Trajectory-based CI testing for AI agents

Project description

traceix

Trajectory-based CI testing for AI agents.

traceix lets you declare which tools your agent should call — and in what order — as plain YAML, then run those assertions in CI the same way you'd run unit tests. No LLM-as-judge, no flaky eval pipelines: if the trajectory doesn't match, the build fails.

pip install traceix

Why traceix?

LLM-powered agents are non-deterministic. The same prompt might call search_flights then confirm_booking today, but skip straight to confirm_booking tomorrow. traceix makes that observable and enforceable:

  • Declare the expected trajectory in YAML — which tools, in what order, with what args.
  • Run it in CI — the agent still calls the real LLM; only the tool responses are mocked.
  • Get a clear pass/fail — no prompt-engineering an evaluator, no statistical thresholds.

Quick start

pip install traceix
traceix init          # detects your framework, scaffolds traceix.yaml + tests/example.yaml

Write a test (tests/book_flight.yaml):

name: book-flight-basic
input: "Book me the cheapest flight from NYC to SFO"

mocks:
  search_flights:
    return: { flights: [{ id: F1, price: 390 }, { id: F2, price: 420 }] }
  confirm_booking:
    return: { booking_id: BK-001, status: confirmed }

expected:
  trajectory:
    mode: contains        # these steps must appear in order (others allowed)
    steps:
      - tool: search_flights
        args: { origin: NYC, destination: SFO }
        arg_mode: partial  # only check the keys listed above
      - tool: confirm_booking
        arg_mode: ignore
  forbidden_tools: [cancel_booking]

Run it:

traceix run tests/ --handler mypackage.agent:run
  ✓  book-flight-basic   1/1   2 steps   142ms
  ──────────────────────────────────────────────
  1 passed · 0 failed

Integration

tools= parameter (any framework)

Your agent handler accepts a tools list injected by traceix:

# mypackage/agent.py
def run(input: str, tools: list) -> str:
    graph = build_graph(tools)   # rebuild with injected (mocked) tools
    result = graph.invoke({"messages": [HumanMessage(content=input)]})
    return result["messages"][-1].content

@traceix_tool decorator (LangChain / LangGraph)

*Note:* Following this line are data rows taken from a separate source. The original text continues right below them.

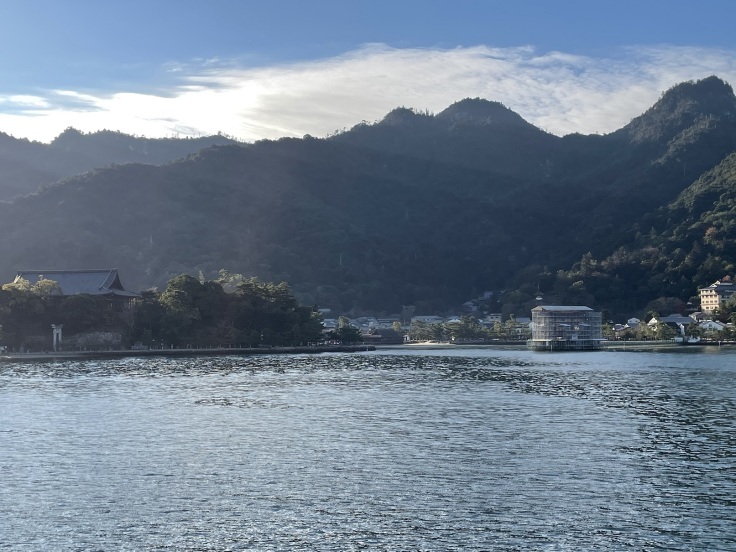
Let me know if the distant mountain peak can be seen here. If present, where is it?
[622,76,736,143]
[437,98,529,125]
[379,106,427,126]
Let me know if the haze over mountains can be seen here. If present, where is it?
[0,77,736,315]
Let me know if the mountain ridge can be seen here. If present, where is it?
[0,77,736,314]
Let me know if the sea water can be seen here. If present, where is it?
[0,348,736,551]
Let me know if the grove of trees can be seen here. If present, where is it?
[0,271,322,350]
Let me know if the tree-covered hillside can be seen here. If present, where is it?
[0,77,736,314]
[0,128,235,201]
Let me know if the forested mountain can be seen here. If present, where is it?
[0,77,736,320]
[0,128,235,201]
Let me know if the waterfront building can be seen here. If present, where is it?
[14,268,141,308]
[527,305,604,351]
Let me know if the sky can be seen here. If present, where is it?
[0,0,736,142]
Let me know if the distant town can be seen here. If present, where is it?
[0,269,736,353]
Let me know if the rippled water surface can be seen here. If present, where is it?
[0,349,736,551]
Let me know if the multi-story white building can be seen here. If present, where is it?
[527,305,603,351]
[700,276,736,314]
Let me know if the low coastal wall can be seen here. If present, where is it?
[0,345,376,362]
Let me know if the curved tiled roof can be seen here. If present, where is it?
[15,268,140,297]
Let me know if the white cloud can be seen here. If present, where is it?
[0,44,736,141]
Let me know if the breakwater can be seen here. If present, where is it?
[0,345,376,362]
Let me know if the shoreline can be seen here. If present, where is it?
[0,345,376,362]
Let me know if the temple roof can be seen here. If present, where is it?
[15,268,140,297]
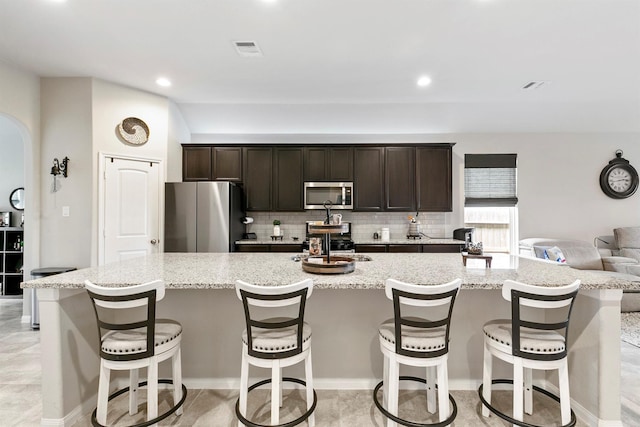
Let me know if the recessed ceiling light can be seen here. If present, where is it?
[233,40,262,57]
[522,80,551,90]
[156,77,171,87]
[418,76,431,87]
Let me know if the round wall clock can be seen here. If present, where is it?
[600,150,640,199]
[118,117,149,145]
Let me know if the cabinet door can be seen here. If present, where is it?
[182,147,211,182]
[356,245,387,252]
[389,245,422,253]
[416,147,452,212]
[304,147,329,181]
[384,147,416,212]
[422,243,464,254]
[327,147,353,182]
[270,243,302,253]
[242,147,273,211]
[236,244,269,252]
[213,147,242,182]
[273,147,304,211]
[353,147,384,211]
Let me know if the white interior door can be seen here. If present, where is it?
[100,157,160,263]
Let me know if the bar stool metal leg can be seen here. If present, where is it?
[129,369,140,415]
[426,366,436,414]
[482,344,493,417]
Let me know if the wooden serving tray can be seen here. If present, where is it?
[302,255,356,274]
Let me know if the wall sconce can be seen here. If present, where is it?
[51,157,69,193]
[51,157,69,178]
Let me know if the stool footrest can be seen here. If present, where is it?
[236,377,318,427]
[91,379,187,427]
[478,379,576,427]
[373,376,458,427]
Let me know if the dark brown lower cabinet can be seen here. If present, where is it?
[271,243,302,253]
[422,243,463,253]
[356,245,387,252]
[236,243,302,253]
[236,245,269,252]
[356,243,463,254]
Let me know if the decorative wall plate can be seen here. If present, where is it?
[118,117,149,145]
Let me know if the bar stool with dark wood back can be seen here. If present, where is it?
[373,279,462,427]
[85,280,187,427]
[236,279,317,427]
[478,280,580,427]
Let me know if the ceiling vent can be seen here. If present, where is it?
[522,80,551,90]
[233,41,262,57]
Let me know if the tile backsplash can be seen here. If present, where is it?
[246,210,451,241]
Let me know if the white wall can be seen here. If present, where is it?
[0,62,40,315]
[454,133,640,241]
[87,79,170,265]
[0,115,25,226]
[40,77,93,268]
[166,102,191,182]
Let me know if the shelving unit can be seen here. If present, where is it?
[0,227,24,297]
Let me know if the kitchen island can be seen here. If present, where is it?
[24,253,640,426]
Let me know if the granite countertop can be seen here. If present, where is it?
[235,237,464,245]
[23,252,640,290]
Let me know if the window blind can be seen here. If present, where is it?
[464,154,518,206]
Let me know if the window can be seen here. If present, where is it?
[464,154,518,254]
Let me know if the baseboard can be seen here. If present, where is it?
[543,381,623,427]
[178,378,480,391]
[40,406,83,427]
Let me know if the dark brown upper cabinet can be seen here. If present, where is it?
[304,146,353,182]
[353,147,384,211]
[416,145,452,212]
[212,147,242,182]
[384,147,416,212]
[242,147,273,211]
[273,146,304,211]
[182,146,211,182]
[304,147,329,181]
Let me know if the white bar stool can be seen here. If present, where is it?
[85,280,187,427]
[236,279,317,427]
[478,280,580,427]
[373,279,462,427]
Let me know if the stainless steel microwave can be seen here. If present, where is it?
[304,182,353,209]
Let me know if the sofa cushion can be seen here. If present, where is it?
[562,246,603,270]
[620,248,640,261]
[613,227,640,251]
[544,246,567,263]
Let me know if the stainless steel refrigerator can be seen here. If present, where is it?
[164,181,244,252]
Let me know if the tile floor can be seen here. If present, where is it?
[0,299,640,427]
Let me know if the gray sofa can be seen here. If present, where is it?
[520,231,640,311]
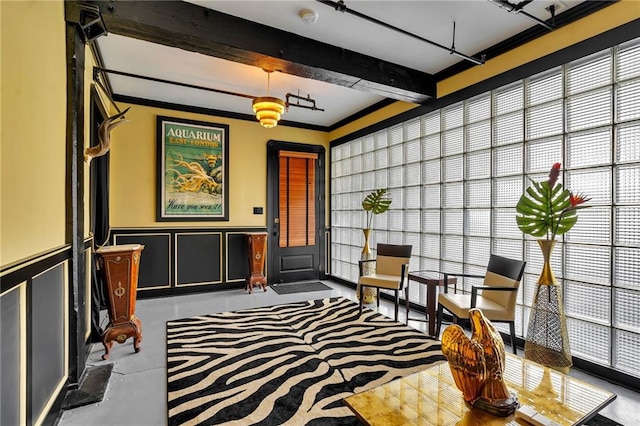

No handler signature changes needed — just decorate your tools:

from langchain_core.tools import tool
from traceix import traceix_tool

@traceix_tool
@tool
def search_flights(origin: str, destination: str) -> dict:
    """Search available flights."""
    ...  # real implementation

traceix patches the mock in during test runs automatically.


CLI commands

Command What it does
traceix init Detect framework, scaffold traceix.yaml + example test
traceix run tests/ Run tests, exit 0 on pass / 1 on fail
traceix run tests/ --fixture record Save real tool responses to .traceix/fixtures/
traceix run tests/ --fixture replay Replay recorded responses in CI
traceix snapshot tests/ Save golden trajectory baselines
traceix check tests/ Compare live run against saved baselines
traceix compare tests/ --a "model=X" --b "model=Y" A/B test two model configs side by side

Trajectory modes

Mode Meaning
strict Exact tool order and count
contains Listed steps must appear in order (extra steps allowed)
unordered All steps present, any order
within Steps appear as a contiguous block

Arg modes

Mode Meaning
exact Args must match exactly
partial Listed keys must be present with matching values
ignore Args not checked

Framework support

Framework Integration
LangGraph @traceix_tool decorator or tools= injection
CrewAI tools= injection
Anthropic SDK tools= injection
OpenAI SDK tools= injection
Any other tools= injection

Configuration

Set defaults in traceix.yaml (or [tool.traceix] in pyproject.toml):

handler: mypackage.agent:run
runs: 3          # runs per test case (increase in CI for confidence)
tolerance: 0.67  # fraction of runs that must pass
fixture_mode: replay

License

MIT

Project details


Download files

Download the file for your platform. If you're not sure which to choose, learn more about installing packages.

Source Distribution

traceix-0.1.0.tar.gz (30.9 kB view details)

Uploaded Source

Built Distribution

If you're not sure about the file name format, learn more about wheel file names.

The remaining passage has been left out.